BLUME: Mr. Moore is a death row inmate in Texas who raised the claim that he was intellectually disabled and thus was protected from execution under the Supreme Court's decision in Atkins. And his claim was rejected by the Texas Court of Criminal Appeals using what we've been talking about is the Lennie standard.

WERTHEIMER: How was he compared to Lennie Small? What weighed against him when the court determined that he should be put to death?

BLUME: Well, the court looked at these very stereotypical factors and they said, well, here are some reasons why we don't think he's met his burden of proof. He played dominoes with other inmates on death row. He wore a wig at the time of the offense and then fled. He actually went to his grandmother's house where he was easily apprehended. He worked mowing lawns. And so all of these stereotypical factors about what people with intellectual disability can or cannot do, which are rejected by clinical consensus, were used by the Texas Court of Criminal Appeals to say that it's perfectly fine to execute Mr.
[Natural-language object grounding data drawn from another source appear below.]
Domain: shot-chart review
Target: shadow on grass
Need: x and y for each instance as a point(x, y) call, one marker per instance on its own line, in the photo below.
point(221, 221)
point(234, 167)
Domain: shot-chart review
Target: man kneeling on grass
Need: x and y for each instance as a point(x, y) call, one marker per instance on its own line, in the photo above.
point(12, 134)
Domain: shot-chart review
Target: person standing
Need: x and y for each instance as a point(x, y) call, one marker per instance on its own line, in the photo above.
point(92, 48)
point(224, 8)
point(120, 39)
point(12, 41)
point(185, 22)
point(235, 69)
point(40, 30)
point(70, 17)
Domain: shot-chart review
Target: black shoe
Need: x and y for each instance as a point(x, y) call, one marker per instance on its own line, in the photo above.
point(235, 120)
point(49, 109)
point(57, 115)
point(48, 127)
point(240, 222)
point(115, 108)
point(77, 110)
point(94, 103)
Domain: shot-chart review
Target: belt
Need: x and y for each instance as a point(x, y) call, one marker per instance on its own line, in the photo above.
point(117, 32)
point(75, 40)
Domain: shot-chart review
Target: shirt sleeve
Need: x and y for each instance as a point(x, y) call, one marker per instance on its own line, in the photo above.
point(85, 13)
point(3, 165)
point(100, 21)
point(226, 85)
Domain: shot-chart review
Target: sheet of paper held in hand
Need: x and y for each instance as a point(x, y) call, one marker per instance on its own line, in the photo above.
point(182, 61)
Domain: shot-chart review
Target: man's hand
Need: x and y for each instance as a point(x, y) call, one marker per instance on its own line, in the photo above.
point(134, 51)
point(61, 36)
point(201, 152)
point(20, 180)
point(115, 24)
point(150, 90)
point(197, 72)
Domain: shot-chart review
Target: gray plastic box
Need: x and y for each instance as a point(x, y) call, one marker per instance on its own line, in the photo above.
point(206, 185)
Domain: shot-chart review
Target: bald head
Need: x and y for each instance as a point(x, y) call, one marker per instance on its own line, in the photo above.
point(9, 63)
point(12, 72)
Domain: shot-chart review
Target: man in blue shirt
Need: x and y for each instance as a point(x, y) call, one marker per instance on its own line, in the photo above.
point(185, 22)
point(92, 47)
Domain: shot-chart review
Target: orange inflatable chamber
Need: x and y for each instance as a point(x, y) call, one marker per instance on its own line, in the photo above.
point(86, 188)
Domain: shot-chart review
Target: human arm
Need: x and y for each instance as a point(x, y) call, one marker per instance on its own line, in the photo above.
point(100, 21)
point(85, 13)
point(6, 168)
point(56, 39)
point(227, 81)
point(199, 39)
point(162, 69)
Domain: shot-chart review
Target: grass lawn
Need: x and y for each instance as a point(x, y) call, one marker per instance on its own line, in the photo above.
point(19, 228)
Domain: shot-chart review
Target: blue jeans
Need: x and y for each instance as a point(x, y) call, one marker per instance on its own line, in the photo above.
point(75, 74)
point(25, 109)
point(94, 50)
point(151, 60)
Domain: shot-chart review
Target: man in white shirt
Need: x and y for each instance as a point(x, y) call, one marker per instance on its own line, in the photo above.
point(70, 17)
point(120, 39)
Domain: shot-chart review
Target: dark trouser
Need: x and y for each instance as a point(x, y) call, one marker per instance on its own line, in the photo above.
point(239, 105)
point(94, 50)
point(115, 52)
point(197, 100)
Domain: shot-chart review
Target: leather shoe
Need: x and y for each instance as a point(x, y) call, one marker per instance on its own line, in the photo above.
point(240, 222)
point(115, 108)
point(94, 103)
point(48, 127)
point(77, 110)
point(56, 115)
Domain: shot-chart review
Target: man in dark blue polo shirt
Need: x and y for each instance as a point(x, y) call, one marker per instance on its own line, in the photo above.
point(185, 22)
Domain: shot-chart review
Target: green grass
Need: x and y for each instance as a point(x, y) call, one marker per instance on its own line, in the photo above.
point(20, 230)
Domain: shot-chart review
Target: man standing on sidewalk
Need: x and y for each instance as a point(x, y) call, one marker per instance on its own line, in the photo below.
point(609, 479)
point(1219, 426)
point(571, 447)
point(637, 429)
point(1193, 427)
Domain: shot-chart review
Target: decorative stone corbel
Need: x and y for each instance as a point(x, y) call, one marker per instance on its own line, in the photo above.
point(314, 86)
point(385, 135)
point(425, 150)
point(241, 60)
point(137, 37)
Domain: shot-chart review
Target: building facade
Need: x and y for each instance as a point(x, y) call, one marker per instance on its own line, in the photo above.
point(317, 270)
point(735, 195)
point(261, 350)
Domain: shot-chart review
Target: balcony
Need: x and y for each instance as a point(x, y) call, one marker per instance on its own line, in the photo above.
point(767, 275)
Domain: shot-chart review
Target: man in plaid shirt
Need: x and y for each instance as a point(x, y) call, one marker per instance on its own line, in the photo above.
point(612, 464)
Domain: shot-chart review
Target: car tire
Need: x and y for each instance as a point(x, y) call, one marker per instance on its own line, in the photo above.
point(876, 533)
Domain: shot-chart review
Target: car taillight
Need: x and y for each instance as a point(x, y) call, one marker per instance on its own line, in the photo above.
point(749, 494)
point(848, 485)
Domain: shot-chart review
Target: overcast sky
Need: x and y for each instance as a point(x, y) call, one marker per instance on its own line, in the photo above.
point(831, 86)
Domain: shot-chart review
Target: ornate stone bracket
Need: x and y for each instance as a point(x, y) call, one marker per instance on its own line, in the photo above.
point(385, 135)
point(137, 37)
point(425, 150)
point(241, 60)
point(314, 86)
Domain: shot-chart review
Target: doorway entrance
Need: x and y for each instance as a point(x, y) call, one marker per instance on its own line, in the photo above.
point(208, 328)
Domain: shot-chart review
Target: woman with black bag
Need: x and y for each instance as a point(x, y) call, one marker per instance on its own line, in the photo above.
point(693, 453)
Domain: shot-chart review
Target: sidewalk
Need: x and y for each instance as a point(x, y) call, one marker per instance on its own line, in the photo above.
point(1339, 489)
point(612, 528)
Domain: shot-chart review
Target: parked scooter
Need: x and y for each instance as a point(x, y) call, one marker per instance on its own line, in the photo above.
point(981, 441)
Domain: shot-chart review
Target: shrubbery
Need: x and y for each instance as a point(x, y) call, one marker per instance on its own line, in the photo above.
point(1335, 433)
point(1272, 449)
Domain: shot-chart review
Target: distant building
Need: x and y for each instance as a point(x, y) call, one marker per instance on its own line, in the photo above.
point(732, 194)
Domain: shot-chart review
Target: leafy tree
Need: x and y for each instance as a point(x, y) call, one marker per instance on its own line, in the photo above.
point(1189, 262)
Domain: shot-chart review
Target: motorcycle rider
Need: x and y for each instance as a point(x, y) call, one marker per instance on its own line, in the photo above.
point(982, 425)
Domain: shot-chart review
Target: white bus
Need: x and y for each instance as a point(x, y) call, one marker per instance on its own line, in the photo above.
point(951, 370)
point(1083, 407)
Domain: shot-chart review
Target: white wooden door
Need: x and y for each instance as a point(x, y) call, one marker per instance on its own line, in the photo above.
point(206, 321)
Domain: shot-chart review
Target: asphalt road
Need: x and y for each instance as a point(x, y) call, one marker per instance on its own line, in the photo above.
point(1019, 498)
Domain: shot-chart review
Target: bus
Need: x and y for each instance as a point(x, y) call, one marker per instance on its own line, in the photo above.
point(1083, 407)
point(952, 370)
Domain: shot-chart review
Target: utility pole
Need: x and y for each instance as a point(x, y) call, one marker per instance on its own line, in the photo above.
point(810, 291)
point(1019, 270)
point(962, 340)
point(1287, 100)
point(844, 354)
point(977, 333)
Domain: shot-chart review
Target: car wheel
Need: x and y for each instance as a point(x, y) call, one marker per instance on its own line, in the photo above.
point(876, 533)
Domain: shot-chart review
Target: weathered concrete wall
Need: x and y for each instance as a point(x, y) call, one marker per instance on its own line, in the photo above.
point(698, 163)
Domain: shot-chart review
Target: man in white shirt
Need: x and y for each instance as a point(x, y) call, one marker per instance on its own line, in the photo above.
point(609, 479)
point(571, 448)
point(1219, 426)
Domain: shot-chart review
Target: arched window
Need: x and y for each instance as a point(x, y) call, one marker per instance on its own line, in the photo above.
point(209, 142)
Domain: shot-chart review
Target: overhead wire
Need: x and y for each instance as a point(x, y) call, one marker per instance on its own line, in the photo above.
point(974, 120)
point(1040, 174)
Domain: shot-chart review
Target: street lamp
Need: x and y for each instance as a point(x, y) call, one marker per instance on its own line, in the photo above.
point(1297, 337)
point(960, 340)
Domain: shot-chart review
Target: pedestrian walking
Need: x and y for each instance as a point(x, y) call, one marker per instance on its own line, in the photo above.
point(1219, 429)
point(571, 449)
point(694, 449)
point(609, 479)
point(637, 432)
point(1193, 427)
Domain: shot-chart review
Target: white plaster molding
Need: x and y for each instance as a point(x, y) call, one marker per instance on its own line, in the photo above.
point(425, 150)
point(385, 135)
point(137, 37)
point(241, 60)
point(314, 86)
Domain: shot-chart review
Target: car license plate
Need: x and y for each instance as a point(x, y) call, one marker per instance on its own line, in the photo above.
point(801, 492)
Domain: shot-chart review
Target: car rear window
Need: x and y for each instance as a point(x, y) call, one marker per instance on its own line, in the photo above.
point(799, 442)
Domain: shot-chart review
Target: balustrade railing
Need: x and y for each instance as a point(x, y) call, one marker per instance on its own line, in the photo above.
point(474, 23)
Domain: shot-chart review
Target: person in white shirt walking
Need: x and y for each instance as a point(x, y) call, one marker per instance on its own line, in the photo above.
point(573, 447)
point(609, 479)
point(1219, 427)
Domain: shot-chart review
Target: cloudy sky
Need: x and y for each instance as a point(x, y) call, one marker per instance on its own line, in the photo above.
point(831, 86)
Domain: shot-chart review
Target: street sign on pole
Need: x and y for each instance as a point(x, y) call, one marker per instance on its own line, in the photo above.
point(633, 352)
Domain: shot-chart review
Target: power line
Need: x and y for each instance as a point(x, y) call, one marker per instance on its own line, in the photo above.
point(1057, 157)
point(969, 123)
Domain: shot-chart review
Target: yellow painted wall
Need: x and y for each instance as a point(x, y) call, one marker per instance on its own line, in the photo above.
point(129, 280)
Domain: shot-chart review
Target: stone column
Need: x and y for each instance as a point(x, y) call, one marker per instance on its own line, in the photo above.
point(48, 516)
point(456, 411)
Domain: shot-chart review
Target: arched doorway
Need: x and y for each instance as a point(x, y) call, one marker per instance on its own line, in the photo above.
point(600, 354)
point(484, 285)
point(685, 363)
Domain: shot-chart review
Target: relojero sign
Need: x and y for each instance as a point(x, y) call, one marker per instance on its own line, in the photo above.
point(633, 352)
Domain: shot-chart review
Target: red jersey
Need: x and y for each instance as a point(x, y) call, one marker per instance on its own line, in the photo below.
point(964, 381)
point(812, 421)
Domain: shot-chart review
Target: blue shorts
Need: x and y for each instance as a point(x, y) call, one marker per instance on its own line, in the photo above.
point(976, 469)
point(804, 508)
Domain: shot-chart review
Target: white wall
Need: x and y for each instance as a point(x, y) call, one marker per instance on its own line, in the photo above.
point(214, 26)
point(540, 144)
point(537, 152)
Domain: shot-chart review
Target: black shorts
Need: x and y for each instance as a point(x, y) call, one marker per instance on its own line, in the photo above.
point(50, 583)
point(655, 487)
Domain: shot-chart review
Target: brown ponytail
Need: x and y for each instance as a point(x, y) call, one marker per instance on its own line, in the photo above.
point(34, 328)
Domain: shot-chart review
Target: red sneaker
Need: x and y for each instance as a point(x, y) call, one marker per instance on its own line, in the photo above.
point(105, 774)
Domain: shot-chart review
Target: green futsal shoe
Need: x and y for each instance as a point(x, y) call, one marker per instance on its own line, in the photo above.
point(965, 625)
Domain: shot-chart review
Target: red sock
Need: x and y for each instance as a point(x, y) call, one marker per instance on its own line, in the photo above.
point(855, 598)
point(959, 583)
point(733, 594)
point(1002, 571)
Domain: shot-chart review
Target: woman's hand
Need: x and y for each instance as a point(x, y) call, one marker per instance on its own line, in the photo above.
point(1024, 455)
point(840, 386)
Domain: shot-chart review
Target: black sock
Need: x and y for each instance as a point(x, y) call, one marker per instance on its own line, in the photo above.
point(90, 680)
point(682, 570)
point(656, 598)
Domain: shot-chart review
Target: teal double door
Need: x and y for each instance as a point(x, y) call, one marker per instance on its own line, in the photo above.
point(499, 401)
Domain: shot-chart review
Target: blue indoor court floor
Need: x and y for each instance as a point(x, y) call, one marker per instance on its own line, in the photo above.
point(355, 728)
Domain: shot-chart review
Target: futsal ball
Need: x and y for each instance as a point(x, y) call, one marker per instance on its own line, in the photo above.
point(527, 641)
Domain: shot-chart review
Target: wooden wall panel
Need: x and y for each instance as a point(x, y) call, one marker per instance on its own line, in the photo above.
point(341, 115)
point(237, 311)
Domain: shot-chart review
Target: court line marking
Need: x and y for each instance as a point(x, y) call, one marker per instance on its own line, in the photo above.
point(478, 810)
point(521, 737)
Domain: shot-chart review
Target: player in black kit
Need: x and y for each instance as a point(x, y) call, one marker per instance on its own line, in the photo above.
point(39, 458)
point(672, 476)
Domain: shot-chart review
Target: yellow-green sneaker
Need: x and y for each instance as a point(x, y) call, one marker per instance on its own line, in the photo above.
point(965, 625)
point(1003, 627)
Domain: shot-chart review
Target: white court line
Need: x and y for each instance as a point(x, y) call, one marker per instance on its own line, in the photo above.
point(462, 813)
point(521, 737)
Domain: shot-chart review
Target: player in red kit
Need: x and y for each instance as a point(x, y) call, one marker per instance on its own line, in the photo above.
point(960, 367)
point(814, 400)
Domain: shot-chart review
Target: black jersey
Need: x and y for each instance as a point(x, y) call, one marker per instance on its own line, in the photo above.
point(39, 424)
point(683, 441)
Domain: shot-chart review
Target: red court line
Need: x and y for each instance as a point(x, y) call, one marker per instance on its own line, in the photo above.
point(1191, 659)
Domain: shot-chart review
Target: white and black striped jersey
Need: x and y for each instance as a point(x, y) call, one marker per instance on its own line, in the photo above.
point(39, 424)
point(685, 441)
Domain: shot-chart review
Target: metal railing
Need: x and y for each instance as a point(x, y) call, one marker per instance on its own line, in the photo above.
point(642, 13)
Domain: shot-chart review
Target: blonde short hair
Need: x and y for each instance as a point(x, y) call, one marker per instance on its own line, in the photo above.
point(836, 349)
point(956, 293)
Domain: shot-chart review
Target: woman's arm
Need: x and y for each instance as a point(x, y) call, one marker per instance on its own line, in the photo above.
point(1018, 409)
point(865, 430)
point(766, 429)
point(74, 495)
Moore.

WERTHEIMER: What standard should be adopted instead of the Lennie standard do you think?

BLUME: There is a generally agreed upon definition which says that someone has to show that they have significantly subaverage intellectual functioning, that this affects how they operate their ability to function in the world and this existed before the age of 18. Texas has this definition, and they apply it in all other areas of the law, whether someone's entitled to Social Security benefits, whether they should be in a special education program. They've carved out this one exemption and added this gloss for capital cases only primarily because the Court of Criminal Appeals doesn't like the Atkins decision itself.

WERTHEIMER: John Blume is a professor of law at Cornell University. Thank you very much for joining us.